Since the invention of cinematography experimental cinema has undergone continual advances in both technology, aesthetics, and content. With the development of digital interactive technologies, these conventions are being challenged and reshaped. This paper examines the graphic representation of abstract interactive cinematic elements that seek to explore movement, time and space and build upon the graphic tools film-makers used in the early 20th century to express these elements and affect the cinematic language of movement into the 21st century.

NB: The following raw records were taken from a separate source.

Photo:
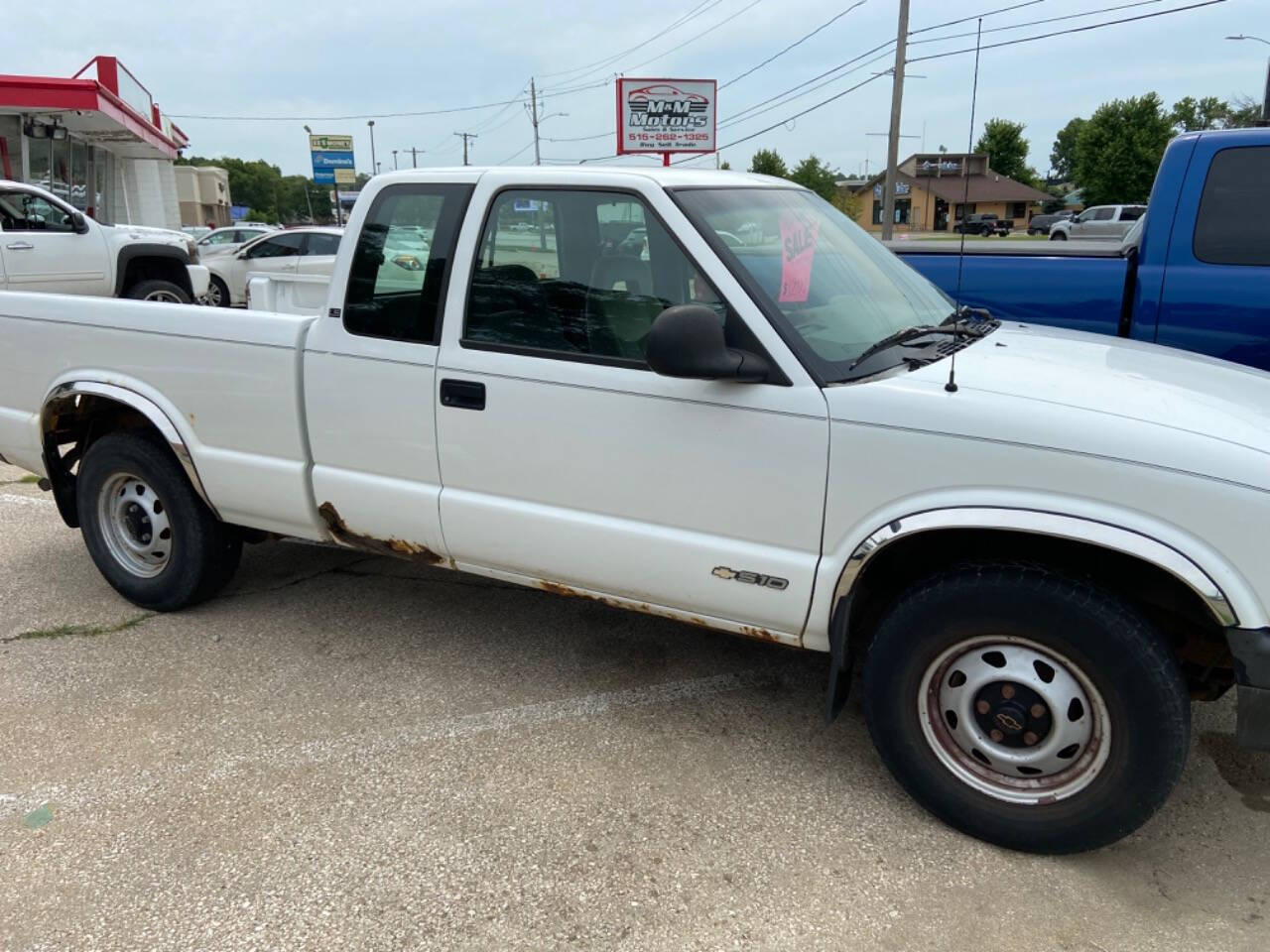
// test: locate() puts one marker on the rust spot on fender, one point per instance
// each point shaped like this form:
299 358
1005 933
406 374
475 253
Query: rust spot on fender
395 547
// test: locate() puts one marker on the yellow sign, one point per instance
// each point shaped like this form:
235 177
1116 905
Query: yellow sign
330 144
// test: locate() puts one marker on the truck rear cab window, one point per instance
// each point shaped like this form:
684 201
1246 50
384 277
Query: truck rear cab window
397 286
1230 225
579 275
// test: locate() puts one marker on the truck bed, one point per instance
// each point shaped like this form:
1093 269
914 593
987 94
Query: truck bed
1079 286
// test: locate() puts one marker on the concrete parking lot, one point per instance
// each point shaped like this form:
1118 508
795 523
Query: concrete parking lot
353 753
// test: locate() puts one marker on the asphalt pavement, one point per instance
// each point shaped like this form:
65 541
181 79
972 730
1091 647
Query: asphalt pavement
354 753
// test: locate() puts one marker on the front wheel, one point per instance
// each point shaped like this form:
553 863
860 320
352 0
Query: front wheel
1026 708
149 534
158 290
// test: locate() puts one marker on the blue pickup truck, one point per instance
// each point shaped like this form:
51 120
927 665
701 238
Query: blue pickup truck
1194 272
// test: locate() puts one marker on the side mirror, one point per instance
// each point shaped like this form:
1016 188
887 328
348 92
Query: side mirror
688 340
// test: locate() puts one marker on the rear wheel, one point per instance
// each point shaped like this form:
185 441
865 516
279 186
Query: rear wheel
158 290
217 293
1026 708
149 534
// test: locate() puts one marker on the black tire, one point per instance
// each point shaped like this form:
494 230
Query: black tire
203 551
1106 642
217 293
158 290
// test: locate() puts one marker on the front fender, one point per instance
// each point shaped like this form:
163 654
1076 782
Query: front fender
1227 594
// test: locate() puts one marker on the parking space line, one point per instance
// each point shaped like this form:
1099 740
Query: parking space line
113 784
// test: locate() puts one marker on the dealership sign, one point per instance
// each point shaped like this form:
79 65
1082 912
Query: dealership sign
333 160
666 116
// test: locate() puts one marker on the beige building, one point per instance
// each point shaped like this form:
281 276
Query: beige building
933 191
203 193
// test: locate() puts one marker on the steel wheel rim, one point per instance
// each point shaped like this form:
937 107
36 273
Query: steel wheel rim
135 525
960 679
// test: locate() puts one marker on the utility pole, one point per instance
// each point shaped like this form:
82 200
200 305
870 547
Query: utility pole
466 136
897 98
534 118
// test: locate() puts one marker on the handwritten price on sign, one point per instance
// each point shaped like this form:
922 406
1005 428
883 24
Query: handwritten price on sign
798 253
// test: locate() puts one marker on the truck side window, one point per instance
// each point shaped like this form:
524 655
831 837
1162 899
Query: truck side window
576 275
402 263
1230 226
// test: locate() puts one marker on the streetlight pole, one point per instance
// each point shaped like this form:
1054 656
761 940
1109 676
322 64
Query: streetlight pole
1265 98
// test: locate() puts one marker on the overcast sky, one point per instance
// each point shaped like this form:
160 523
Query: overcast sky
321 59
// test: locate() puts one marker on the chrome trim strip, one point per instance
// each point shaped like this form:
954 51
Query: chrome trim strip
1043 524
143 405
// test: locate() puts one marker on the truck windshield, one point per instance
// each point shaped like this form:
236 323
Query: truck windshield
816 271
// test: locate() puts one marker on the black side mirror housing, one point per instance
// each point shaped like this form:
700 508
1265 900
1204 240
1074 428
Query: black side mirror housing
688 340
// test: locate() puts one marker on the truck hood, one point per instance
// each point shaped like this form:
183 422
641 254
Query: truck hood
1083 394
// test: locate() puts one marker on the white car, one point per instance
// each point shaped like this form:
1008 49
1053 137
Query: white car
231 238
1039 544
51 246
294 252
1106 222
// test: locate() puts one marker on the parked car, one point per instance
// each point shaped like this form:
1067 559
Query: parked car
1039 558
50 245
1107 222
230 239
309 250
1039 223
1193 273
985 225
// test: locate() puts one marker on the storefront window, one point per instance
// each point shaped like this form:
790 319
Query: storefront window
10 148
79 176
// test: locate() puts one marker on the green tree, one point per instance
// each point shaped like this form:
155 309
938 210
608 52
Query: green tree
1062 157
1119 150
1006 149
813 175
767 162
1191 114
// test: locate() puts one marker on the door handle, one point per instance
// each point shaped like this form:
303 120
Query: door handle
462 394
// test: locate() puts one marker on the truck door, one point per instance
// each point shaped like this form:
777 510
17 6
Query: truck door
42 250
370 363
567 461
1215 296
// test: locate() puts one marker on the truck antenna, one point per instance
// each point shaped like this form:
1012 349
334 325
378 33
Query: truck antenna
965 204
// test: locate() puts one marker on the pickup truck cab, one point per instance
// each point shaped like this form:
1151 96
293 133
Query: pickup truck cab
1101 222
49 245
1193 273
1040 544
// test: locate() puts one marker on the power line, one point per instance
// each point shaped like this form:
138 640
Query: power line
803 40
1071 30
1034 23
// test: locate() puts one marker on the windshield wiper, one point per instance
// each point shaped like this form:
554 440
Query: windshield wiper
903 336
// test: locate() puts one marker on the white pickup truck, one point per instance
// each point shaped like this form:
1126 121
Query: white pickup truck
49 245
1042 546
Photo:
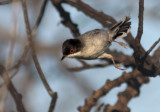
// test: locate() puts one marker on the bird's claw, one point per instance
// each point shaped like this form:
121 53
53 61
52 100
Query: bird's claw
123 44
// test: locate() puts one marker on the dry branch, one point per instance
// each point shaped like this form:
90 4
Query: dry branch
16 96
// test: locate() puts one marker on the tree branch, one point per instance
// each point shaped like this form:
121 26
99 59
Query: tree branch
140 26
16 96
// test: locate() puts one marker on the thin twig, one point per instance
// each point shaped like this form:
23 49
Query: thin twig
39 19
87 66
34 56
152 47
27 46
140 26
16 96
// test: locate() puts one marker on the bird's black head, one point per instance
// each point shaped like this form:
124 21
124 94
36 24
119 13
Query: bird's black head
71 46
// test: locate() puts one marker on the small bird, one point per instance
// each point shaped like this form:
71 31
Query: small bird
93 44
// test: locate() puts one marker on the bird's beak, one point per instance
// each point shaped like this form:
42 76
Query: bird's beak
63 57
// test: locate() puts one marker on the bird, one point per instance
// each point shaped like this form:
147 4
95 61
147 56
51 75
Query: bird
93 44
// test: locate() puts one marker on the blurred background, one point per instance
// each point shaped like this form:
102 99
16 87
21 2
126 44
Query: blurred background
72 87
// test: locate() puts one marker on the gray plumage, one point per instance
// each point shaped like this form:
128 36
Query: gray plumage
93 44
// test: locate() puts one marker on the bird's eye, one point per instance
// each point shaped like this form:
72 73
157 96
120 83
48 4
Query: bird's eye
71 51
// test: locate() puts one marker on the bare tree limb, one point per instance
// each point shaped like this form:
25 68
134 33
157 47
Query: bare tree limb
152 47
16 96
140 26
39 19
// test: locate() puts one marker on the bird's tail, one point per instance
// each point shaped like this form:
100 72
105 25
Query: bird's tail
120 29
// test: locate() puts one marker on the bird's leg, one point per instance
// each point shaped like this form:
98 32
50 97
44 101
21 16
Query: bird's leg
120 43
109 56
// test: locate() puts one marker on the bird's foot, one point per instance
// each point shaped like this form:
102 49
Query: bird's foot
123 44
120 43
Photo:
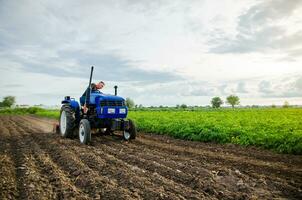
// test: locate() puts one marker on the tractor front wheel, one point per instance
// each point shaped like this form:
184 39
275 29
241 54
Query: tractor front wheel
85 131
131 132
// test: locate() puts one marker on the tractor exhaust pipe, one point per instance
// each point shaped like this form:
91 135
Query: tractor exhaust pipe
115 90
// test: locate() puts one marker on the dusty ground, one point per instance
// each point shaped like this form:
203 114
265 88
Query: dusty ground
38 164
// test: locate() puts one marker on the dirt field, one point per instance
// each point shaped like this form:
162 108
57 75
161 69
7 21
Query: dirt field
38 164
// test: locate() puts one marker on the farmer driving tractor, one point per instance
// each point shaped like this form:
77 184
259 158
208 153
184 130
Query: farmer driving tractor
94 88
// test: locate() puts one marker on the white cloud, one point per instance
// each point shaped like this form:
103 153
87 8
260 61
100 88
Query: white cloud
158 52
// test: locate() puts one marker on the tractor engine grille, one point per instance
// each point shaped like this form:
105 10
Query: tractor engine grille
112 103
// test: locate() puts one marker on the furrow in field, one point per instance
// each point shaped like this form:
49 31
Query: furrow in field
198 178
135 177
81 175
228 149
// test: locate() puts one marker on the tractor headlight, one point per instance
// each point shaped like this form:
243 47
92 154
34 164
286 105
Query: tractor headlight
123 111
111 110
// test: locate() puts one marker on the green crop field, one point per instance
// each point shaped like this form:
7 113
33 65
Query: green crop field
279 129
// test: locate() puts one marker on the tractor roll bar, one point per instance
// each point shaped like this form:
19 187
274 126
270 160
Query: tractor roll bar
89 90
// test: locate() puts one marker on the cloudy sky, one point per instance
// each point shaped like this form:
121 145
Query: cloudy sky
158 52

Early pioneers of experimental film, such as Eggeling, Richter, Ruttmann explored a metaphorical and symbolic visual language of abstraction that defined spatial dynamics and temporal layering of movement, time and space (Le Grice 1979). These early explorations into the language of movement were conceptualised through unique systems of graphic representation that combined signs and symbols. They explored abstraction in the moving image though an “equivalence of opposites” (Richter 1952) analogous with musical and dance notation resulting in a fluid abstraction of geometric, organic and anthropomorphic forms. Later we see expansion of these considerations by Eisenstein in his seminal work on montage.

  • Chris Bowman (AU), BA (Hons), MA (Royal College of Art) is an artist and Director of Animation at the University of Technology, Sydney. He works in film, animation, and interaction and display. He has received funding from ACID (Australasian CRC), Screen Australia, and the Australia Council for the Arts.